I try to do gradient accumulation (from this) for RNN model, so I also need to clip gradient. Could you please clarify if I’m doing rigth these two operations in the code below (in the right order and logic)?

loss_function = nn.BCEWithLogitsLoss()
num_batches = 1
running_loss = 0.0
iters_to_accumulate = 4
scaler = GradScaler()

model.train()
for batch in tqdm(train_generator, desc='Training'):
        with autocast(device_type=device.type, dtype=torch.float16):
            output = torch.flatten(model(batch['features'], batch['category'])).to(device)
            batch_loss = loss_function(output, batch['label'].float())
            batch_loss = batch_loss / iters_to_accumulate

        scaler.scale(batch_loss).backward()

        if (num_batches) % iters_to_accumulate == 0:
            scaler.unscale_(optimizer)
            torch.nn.utils.clip_grad_norm_(model.parameters(), max_norm=1.)
            scaler.step(optimizer)
            scaler.update()
            optimizer.zero_grad()

        num_batches += 1

soulitzer · October 11, 2023, 4:22pm

When you do gradient accumulation are you supposed to average the gradients first before running the optimizer?
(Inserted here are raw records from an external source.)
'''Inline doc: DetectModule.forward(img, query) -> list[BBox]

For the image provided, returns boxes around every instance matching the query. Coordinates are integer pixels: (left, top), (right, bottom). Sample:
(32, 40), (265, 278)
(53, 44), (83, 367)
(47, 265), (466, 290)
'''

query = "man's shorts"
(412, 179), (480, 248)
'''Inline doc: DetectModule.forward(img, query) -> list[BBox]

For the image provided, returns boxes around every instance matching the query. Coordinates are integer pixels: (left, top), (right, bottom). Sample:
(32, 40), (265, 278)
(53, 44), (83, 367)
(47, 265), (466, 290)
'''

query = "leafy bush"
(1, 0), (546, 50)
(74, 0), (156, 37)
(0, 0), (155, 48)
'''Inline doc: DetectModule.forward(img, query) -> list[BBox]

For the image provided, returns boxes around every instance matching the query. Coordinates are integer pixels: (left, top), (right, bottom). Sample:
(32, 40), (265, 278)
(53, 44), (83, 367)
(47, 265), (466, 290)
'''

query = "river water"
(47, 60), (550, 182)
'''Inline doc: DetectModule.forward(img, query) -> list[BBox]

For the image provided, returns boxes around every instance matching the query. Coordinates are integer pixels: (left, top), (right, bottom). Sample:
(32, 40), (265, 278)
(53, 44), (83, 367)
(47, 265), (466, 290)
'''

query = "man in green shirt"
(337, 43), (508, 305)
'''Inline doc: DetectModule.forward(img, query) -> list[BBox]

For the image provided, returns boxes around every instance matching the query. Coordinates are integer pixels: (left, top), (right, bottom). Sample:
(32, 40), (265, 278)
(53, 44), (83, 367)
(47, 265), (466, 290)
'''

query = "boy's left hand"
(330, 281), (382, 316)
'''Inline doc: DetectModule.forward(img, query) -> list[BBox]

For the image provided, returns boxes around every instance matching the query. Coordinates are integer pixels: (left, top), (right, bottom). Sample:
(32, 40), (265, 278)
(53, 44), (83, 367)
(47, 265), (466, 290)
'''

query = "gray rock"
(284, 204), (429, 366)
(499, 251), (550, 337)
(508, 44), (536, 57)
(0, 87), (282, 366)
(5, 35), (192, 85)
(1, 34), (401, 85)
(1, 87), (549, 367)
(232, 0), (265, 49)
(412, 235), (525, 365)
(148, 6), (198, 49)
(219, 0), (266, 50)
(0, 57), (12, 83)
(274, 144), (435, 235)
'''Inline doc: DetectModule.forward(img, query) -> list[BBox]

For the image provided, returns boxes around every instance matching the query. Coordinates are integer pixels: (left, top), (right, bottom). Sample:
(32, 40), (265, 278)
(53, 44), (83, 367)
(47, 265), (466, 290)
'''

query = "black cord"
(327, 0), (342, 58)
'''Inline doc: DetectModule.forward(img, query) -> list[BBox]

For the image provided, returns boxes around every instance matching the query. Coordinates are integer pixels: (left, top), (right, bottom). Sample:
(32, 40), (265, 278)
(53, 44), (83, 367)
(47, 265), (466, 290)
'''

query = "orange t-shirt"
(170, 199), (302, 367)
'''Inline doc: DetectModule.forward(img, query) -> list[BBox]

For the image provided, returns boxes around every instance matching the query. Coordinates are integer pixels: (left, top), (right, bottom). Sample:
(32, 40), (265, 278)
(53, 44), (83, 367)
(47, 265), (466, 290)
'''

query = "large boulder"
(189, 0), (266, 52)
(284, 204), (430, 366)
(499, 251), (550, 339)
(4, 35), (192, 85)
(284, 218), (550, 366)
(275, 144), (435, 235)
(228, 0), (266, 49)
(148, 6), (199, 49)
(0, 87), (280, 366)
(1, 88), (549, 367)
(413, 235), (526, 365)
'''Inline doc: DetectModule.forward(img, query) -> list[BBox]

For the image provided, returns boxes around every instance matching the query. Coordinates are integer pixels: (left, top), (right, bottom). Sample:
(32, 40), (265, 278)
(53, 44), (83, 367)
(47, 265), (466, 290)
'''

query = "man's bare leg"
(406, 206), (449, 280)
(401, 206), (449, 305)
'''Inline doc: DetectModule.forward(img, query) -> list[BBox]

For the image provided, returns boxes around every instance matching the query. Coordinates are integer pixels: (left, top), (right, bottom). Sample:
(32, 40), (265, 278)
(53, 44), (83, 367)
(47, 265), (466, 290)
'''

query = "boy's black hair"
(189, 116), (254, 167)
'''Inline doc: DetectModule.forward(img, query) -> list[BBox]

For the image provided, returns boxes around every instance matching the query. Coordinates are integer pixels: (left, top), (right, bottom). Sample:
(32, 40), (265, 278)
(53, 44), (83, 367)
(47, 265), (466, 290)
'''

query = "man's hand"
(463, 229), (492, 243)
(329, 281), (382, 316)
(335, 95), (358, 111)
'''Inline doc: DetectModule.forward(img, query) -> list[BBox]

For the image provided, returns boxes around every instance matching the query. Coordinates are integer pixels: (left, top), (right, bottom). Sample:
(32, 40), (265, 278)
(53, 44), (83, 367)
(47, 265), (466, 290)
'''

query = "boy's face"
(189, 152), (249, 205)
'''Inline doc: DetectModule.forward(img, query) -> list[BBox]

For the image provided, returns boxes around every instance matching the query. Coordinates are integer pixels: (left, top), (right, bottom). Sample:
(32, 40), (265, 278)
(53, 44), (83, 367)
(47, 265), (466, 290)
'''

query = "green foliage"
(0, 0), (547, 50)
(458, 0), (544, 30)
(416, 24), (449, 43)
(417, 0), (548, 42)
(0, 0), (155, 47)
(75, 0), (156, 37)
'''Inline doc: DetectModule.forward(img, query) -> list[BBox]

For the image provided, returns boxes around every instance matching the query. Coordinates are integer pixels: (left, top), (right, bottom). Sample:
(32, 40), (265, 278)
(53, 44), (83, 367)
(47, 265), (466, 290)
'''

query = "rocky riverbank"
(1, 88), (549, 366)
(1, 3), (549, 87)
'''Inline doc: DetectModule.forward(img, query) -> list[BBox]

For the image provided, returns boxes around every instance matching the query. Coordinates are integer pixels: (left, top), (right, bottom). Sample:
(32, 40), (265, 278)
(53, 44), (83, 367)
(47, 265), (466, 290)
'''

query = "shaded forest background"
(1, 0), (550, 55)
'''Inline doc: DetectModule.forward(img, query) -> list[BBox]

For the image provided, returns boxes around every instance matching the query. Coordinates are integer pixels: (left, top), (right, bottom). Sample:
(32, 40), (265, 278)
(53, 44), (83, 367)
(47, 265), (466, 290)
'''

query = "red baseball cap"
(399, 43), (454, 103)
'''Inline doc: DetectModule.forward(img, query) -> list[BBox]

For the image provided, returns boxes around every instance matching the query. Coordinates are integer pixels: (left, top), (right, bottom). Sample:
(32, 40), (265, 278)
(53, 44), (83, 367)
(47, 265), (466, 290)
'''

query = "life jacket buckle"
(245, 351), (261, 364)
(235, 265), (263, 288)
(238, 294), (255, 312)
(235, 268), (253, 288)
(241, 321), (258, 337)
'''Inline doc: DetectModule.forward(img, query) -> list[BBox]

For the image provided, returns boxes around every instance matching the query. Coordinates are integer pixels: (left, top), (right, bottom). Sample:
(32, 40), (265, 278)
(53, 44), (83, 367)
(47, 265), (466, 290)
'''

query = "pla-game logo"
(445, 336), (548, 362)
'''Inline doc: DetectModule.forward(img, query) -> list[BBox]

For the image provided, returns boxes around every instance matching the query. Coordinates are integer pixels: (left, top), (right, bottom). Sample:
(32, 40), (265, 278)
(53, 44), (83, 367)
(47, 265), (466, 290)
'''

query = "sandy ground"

If the point of gradient accumulation is to amortize the cost of the optimizer over a greater number of steps, then I’d guess no.

In that case, you should increase your max_norm corresponding to how many iters you accumulate. Another question is how you are deciding your max_norm in the first place.

That’s just my intuition, but curious what the literature says here.

loveis98 · October 11, 2023, 5:29pm

Thank you, I didn’t find any evidence-based articles on how to choose max_norm value, I chose it empirically, depending on how the gradient norm of my model changes

loveis98 · October 16, 2023, 3:06pm

I would like to read the opinion of moderators also:)

ptrblck · October 16, 2023, 6:36pm

Your code looks fine as it sticks to this example.